We were used to the north-south fracture line in English election results. Yesterday’s local elections confirmed it’s even more fractured than that.

The capital of global capitalism, London, went left while the south beyond London looks nervous about Ed Miliband.

Labour looks like it’ll end up controlling more London boroughs than at any time since the 1970s. The political map makes London look like west Berlin sitting in the old East Germany.

But trundle down the train line east, beyond Barking (if you follow my meaning), and you come to Ukip-land.

21_farage_g_w

I’ve come to Thurrock, where a Labour target marginal has turned into a lost council. Nigel Farage is parading down the street clustered by us media, pressing the flesh and glowing with pride at his party’s performance.

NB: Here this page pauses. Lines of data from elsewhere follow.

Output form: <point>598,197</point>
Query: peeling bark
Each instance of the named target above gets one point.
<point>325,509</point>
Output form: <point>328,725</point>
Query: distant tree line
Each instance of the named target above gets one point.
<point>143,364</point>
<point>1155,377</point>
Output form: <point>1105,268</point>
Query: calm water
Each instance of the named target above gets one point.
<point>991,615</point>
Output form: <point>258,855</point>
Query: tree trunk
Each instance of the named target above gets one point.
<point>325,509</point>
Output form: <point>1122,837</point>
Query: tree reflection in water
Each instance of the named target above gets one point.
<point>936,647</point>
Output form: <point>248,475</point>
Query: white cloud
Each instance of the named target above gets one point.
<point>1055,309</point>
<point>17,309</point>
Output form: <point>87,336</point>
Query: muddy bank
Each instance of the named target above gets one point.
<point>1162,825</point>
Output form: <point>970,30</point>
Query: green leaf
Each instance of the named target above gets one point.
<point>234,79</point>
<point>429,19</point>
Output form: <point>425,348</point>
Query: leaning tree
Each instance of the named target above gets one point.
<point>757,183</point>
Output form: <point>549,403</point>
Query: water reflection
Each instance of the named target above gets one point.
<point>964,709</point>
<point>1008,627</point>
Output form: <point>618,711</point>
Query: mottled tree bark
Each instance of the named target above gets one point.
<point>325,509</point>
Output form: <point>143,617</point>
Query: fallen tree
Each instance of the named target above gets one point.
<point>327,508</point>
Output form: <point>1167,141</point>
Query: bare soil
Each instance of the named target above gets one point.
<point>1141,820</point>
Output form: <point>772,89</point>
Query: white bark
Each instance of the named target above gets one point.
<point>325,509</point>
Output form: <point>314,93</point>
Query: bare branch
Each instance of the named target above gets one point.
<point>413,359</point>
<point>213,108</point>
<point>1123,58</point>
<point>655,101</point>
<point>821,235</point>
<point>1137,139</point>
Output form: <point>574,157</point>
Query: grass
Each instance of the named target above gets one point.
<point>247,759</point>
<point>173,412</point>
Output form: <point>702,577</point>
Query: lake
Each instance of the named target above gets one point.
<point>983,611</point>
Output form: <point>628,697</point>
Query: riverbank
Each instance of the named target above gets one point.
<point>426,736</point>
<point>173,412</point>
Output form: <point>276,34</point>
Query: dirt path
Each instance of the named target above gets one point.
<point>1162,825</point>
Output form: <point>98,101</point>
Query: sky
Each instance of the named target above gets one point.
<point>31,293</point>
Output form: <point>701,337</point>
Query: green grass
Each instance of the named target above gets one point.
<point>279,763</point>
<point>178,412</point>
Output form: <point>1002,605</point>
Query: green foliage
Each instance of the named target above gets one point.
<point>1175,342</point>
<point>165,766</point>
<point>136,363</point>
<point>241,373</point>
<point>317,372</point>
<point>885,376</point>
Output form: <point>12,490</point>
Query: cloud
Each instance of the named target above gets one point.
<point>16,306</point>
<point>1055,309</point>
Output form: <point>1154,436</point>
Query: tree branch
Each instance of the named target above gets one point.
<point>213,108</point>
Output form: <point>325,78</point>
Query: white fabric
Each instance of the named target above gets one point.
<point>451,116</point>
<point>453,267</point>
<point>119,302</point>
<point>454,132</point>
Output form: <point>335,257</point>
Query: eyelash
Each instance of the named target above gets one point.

He’s studied just about every book written about the SDP to work out how they failed to convert popular strength into parliamentary seats. He’s determined not to repeat that and here in Essex and over the Thames estuary in north Kent you find some of his greatest hopes for Westminster success.

Every other passing car toots it horn in support.  He thinks he could manage 12 MPs or so with the right focus in campaigning.

Back in the old days before he seized on “cost of living” as the answer to all his problems, Ed Miliband unrelentingly used the slogan “one nation“. Some very senior figures wish he’d never abandoned it. Last night, England looked less of one nation than ever.